Nasdaq Down 1.5%; RPM Posts Upbeat Results
Tuesday, Jan 7, 2025 12:29 pm ET
The Nasdaq composite index tumbled 1.5% on Friday, weighed down by a sell-off in Big Tech stocks. The tech-heavy index undercut its 21-day moving average but regained that level by the close as stocks trimmed losses. The S&P 500 descended a sharp 1.1% and dropped below its 21-day moving average. The index, however, managed to hold above the 50-day moving average. The Dow Jones Industrial Average lost 0.8%. The index snapped a five-day win streak as it meets resistance near its 50-day line.

RPM International Inc. (NYSE: RPM), a world leader in specialty coatings, sealants, and building materials, reported record financial results for its fiscal 2024 fourth quarter and full year ended May 31, 2024. The company achieved record adjusted EBIT for the 10th consecutive quarter, with fourth-quarter net income of $180.6 million, diluted EPS of $1.40, and record EBIT of $258.0 million. Record fourth-quarter adjusted diluted EPS of $1.56 increased 14.7% over the prior year.
"We achieved record adjusted EBIT for the 10th consecutive quarter due to our strategic balance and our ability to leverage MAP 2025 operating improvement initiatives to increase profitability," said Frank C. Sullivan, RPM chairman and CEO. "Construction Products Group captured growth opportunities with its differentiated turnkey roofing offerings and wall systems, while Consumer generated record adjusted EBIT, despite continued DIY softness, due to its MAP 2025 initiatives and ability to win market share. Although Performance Coatings Group and Specialty Products Group faced headwinds, we still generated positive organic sales growth on a consolidated basis."
The company's strategic focus on higher-margin products and services has helped mitigate the impact of market challenges. The Construction Products Group and Consumer Group showed particular strength, while challenges persist in certain segments, such as Performance Coatings and Specialty Products, due to project timing and market softness.
Looking ahead, RPM's fiscal 2025 outlook is cautiously optimistic, projecting low single-digit revenue growth and mid-single to low-double-digit adjusted EBIT growth. This guidance reflects the company's ability to navigate a mixed economic environment through continued focus on MAP 2025 initiatives and market outperformance.
The significant reduction in total debt by $556.7 million and improved liquidity position of $1.36 billion provide financial flexibility for future growth opportunities and shareholder returns.
RPM's performance reflects broader market trends and strategic positioning within the specialty coatings, sealants, and building materials industry. The company's ability to generate positive organic sales growth in a challenging environment is noteworthy, particularly given the headwinds in DIY consumer markets and certain geographic regions.
Key market insights include:
* Strong demand for high-performance building projects and renovations, benefiting the Construction Products Group
* Continued softness in DIY consumer takeaway at retail stores, impacting the Consumer Group
* Weakness in disaster restoration and specialty residential OEM markets affecting the Specialty Products Group
* Geographic variations with slight growth in North America offset by declines in emerging markets and Europe
RPM's strategic focus on higher-margin products and services has helped mitigate the impact of market challenges.
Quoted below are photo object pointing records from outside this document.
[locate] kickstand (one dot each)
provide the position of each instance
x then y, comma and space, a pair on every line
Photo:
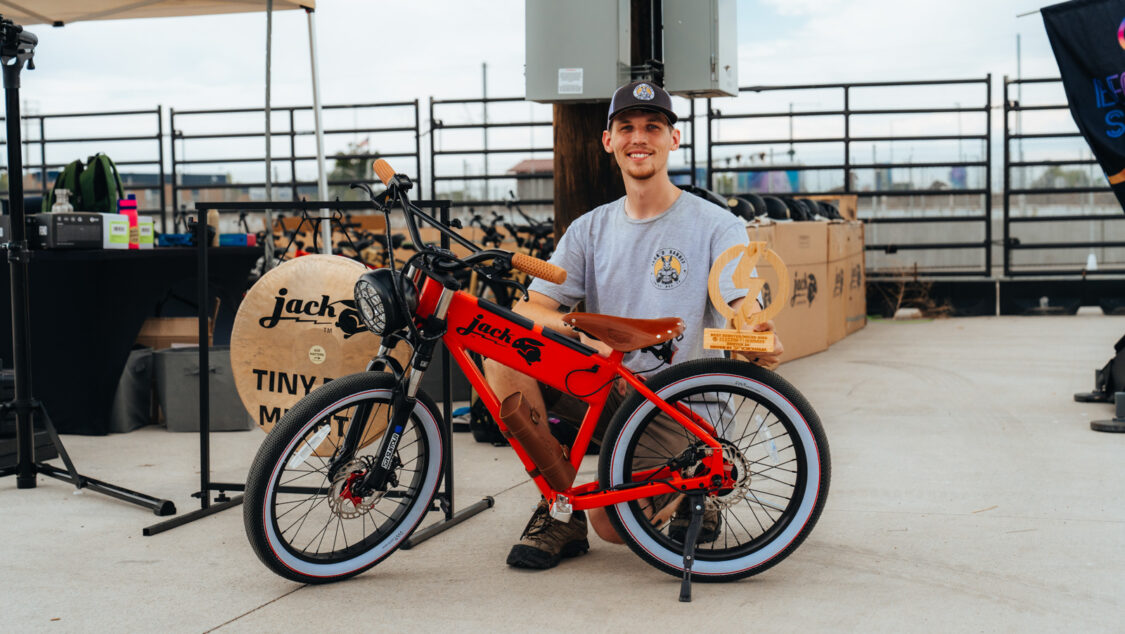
695, 501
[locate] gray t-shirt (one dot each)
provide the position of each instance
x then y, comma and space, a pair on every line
649, 269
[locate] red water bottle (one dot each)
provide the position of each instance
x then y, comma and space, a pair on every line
128, 207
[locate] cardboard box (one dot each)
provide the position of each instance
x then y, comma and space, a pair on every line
845, 241
837, 300
800, 243
856, 308
802, 324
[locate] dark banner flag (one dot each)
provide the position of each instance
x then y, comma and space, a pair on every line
1088, 38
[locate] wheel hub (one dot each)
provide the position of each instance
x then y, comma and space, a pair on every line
739, 472
344, 501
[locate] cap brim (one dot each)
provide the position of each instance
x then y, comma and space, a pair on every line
669, 115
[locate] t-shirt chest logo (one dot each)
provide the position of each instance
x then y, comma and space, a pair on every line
668, 269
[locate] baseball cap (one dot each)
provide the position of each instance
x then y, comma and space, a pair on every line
640, 96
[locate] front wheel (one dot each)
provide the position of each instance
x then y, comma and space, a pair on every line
311, 528
776, 451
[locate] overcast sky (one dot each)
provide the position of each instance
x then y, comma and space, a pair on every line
377, 51
380, 51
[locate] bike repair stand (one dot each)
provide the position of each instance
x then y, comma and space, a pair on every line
694, 500
1117, 424
443, 499
17, 48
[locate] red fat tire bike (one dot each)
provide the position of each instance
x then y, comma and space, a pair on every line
732, 449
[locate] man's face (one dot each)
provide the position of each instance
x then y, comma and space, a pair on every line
640, 141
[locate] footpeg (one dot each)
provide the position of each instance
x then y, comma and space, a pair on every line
561, 508
695, 503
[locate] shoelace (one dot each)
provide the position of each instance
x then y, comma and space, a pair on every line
538, 523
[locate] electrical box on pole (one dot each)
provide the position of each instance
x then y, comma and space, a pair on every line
701, 47
576, 51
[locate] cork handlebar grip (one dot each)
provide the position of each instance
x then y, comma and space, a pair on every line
538, 268
384, 171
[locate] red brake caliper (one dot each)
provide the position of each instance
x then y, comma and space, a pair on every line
347, 492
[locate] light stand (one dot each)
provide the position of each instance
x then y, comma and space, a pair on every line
17, 50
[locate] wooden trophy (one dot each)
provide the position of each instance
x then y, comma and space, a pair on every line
743, 337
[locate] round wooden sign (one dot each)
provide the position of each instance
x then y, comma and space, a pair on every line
296, 329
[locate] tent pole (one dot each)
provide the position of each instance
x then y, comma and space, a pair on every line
268, 243
322, 183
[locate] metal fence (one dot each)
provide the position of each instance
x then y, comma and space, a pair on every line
925, 188
1060, 217
829, 127
232, 165
484, 133
133, 138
The company's success in capturing growth opportunities in infrastructure-related projects, including those lowering carbon footprints, aligns with current market trends towards sustainability.
The company's ability to win market share, particularly in the Consumer Group, despite overall market softness, suggests effective product innovation and marketing strategies. However, the continued weakness in DIY markets indicates a potential shift in consumer behavior that may persist in the near term.
RPM's cautious outlook for fiscal 2025, with projected flat to low single-digit sales growth, reflects ongoing market uncertainties. The company's focus on controllable factors and structural improvements through MAP 2025 initiatives positions it well to navigate these challenges and potentially outperform when market conditions improve.